How to Put Out a Fire
Say you live on the bottom floor of a multistory building and your apartment catches on fire. Maybe you left the stove on, or a curling iron. You had faulty wires or forgot to blow out a candle or someone decided that everything you owned needed to burn. Maybe you’re home, maybe not, but the fire loses control.
You or someone, anyone who smells the smoke and realizes something is burning, calls 911. The fire is still contained within your apartment but too big to put out on your own. You need help. The fire department comes. If you’re lucky, everyone is evacuated from the building. Let’s say you’re lucky.
The firefighters seem to be waiting. They’re standing there with their hoses ready, watching the flames go through the second floor, third floor, fourth floor. Flames are pouring through the windows. You wonder why they aren’t doing anything. You wonder why they continue to let the fire spread. You look around at the families watching their homes burn and you wonder why they’re going to lose everything too.

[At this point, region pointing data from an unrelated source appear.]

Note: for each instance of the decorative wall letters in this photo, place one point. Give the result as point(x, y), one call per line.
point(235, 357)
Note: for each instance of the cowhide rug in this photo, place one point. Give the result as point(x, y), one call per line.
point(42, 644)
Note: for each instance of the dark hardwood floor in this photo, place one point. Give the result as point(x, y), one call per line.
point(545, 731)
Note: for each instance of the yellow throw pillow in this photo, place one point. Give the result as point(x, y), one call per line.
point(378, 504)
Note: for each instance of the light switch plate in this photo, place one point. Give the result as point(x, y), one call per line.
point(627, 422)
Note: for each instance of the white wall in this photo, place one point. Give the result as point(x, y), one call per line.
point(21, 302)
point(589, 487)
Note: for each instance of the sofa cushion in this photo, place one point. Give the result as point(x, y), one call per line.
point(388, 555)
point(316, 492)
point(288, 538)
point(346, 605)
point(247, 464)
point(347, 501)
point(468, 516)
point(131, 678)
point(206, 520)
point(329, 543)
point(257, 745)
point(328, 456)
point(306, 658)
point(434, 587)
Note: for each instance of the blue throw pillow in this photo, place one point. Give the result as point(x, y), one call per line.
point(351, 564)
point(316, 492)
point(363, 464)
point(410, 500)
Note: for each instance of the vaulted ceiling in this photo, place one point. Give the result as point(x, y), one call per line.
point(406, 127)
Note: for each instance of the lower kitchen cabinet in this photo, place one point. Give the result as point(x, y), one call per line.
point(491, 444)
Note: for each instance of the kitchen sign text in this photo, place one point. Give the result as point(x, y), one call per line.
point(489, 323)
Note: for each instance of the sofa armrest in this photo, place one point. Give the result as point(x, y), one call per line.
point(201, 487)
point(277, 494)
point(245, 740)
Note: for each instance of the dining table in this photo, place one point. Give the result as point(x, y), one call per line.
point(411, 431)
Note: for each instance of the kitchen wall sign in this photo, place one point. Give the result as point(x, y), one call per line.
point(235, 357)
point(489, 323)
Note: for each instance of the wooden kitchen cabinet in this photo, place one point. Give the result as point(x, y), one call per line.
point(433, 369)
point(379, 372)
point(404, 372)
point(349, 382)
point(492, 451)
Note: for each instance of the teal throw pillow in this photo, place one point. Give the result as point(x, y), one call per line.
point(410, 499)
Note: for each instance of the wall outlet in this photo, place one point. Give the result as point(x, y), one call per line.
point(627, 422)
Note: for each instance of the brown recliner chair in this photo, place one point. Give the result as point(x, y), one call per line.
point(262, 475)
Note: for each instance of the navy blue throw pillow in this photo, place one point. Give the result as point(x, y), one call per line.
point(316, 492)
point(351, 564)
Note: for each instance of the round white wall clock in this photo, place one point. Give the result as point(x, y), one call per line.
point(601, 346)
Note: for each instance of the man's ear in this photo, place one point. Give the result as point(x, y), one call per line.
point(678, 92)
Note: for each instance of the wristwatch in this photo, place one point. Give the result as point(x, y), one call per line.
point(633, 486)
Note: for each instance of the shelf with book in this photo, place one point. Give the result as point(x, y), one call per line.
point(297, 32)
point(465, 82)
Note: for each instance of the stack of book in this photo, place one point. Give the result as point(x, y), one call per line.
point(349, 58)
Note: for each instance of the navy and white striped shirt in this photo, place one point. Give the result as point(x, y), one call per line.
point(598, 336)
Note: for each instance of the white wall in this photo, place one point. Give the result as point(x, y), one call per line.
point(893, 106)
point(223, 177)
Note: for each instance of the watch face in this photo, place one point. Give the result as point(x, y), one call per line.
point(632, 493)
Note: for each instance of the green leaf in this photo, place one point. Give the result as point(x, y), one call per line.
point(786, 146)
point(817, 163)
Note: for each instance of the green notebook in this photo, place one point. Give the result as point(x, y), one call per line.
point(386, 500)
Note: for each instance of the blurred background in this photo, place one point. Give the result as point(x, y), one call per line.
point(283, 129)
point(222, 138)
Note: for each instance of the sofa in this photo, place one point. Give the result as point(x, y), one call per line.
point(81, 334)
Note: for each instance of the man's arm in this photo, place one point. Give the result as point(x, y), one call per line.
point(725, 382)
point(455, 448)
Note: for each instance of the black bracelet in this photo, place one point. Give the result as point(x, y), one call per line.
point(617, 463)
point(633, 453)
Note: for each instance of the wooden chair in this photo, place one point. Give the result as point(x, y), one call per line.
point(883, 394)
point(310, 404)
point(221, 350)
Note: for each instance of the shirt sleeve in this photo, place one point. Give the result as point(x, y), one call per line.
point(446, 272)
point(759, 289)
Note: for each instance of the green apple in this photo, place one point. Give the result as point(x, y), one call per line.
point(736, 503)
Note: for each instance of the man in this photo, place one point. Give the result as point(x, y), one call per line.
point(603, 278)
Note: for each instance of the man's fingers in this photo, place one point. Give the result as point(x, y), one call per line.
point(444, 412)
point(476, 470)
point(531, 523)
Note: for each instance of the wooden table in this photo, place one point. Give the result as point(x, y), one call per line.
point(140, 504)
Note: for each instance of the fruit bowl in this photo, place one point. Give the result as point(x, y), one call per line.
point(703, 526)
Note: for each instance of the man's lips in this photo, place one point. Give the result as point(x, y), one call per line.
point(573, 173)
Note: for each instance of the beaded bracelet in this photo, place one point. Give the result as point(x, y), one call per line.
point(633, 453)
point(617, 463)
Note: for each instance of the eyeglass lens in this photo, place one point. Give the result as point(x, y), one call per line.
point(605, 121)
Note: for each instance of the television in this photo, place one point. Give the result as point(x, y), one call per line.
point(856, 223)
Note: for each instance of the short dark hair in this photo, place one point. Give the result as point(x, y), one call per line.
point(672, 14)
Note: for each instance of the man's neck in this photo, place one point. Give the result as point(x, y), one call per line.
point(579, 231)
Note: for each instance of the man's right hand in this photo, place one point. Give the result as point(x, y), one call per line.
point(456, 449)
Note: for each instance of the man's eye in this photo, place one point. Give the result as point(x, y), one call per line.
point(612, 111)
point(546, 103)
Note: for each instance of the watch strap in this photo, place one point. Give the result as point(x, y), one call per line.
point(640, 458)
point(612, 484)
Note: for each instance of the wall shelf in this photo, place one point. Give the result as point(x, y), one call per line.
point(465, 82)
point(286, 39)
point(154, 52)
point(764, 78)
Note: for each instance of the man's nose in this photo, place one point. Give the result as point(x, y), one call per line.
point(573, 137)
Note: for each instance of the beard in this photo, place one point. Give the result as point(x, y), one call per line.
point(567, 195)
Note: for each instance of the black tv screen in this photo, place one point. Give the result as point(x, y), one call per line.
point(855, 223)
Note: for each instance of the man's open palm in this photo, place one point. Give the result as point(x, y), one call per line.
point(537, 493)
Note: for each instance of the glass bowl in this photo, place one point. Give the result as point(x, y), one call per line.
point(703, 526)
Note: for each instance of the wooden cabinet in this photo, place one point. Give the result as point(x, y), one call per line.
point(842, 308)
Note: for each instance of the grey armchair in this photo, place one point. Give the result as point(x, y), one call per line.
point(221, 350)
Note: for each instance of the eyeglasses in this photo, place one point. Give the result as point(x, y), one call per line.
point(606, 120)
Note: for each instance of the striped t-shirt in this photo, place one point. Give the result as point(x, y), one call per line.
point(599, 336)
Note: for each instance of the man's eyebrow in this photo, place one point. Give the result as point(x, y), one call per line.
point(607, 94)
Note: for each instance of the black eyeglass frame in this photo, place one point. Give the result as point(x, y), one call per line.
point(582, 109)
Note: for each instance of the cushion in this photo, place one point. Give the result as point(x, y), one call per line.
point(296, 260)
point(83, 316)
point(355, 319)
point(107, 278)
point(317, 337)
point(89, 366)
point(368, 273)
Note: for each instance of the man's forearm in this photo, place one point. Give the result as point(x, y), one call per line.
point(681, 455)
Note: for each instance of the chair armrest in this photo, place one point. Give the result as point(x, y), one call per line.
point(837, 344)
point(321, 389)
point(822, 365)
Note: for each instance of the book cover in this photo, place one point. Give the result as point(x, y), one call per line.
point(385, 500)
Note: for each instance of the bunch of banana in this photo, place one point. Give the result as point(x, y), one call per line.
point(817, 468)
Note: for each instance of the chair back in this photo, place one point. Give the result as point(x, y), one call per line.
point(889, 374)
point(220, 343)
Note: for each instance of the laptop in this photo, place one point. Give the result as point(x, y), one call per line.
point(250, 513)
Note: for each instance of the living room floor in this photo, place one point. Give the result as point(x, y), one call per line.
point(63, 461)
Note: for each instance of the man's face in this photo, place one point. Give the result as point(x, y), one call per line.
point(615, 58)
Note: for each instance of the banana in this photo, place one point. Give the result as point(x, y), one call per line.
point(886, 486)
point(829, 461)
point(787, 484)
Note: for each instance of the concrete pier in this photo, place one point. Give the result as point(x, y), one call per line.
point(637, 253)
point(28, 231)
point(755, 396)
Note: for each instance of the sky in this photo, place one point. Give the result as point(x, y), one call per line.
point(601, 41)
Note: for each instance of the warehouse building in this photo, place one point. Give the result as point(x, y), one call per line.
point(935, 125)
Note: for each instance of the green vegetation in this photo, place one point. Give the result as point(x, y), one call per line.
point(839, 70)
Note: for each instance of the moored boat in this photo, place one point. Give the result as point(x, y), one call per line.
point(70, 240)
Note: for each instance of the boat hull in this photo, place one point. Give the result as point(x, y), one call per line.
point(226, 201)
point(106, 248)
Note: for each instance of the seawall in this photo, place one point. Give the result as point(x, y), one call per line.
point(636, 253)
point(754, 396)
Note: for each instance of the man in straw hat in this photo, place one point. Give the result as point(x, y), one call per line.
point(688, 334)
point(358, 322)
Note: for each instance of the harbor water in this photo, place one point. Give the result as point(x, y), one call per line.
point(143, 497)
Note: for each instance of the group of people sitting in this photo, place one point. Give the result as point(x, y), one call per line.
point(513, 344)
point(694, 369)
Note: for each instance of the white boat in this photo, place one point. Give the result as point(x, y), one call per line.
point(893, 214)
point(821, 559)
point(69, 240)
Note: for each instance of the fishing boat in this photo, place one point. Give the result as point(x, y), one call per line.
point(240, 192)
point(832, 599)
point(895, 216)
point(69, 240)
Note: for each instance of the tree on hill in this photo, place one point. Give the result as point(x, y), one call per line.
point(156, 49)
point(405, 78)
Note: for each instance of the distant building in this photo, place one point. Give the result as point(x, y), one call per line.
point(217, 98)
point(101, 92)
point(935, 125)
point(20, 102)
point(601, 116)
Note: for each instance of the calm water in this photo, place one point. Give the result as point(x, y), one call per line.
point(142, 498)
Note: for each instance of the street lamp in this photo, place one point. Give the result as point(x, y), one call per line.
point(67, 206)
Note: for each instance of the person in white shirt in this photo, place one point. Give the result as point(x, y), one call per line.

The fire reaches the top floor and the firefighters finally wake up and put out the fire. It takes minutes. They do it easily. Why didn’t they put out the fire before it got so big? Wouldn’t it have been easier to put out the flames when it was contained in your apartment?
Before they began to put out the fire, there were firefighters in the building, making sure everyone got out safely. If they had started spraying water into the building, the fire and water would have created steam and the steam would have burned the men and women inside. The steam would have created pressure, and with nowhere to go, it would have caused an explosion. The entire building would have collapsed. Everything and everyone near you would have been incinerated. The fire might have spread to nearby buildings. Then the fire might have gotten out of control.
I’ve been thinking about this a lot the past week or so: sometimes you have to let the whole thing burn. It hurts and it feels like everything is out of control, but often times it isn’t. Sometimes the hot air just needs a place to go. There is often unforeseen collateral damage. Once the fire is lit, you only have so much time to contain the damage before it spreads to the people around you. Maybe you should’ve unplugged your appliances. Maybe you should’ve gotten your wires checked. Maybe you should’ve blown out the candle. You will do all of those things in the future, or at least for a little while.
At this moment, it doesn’t matter. At this moment, you are safe.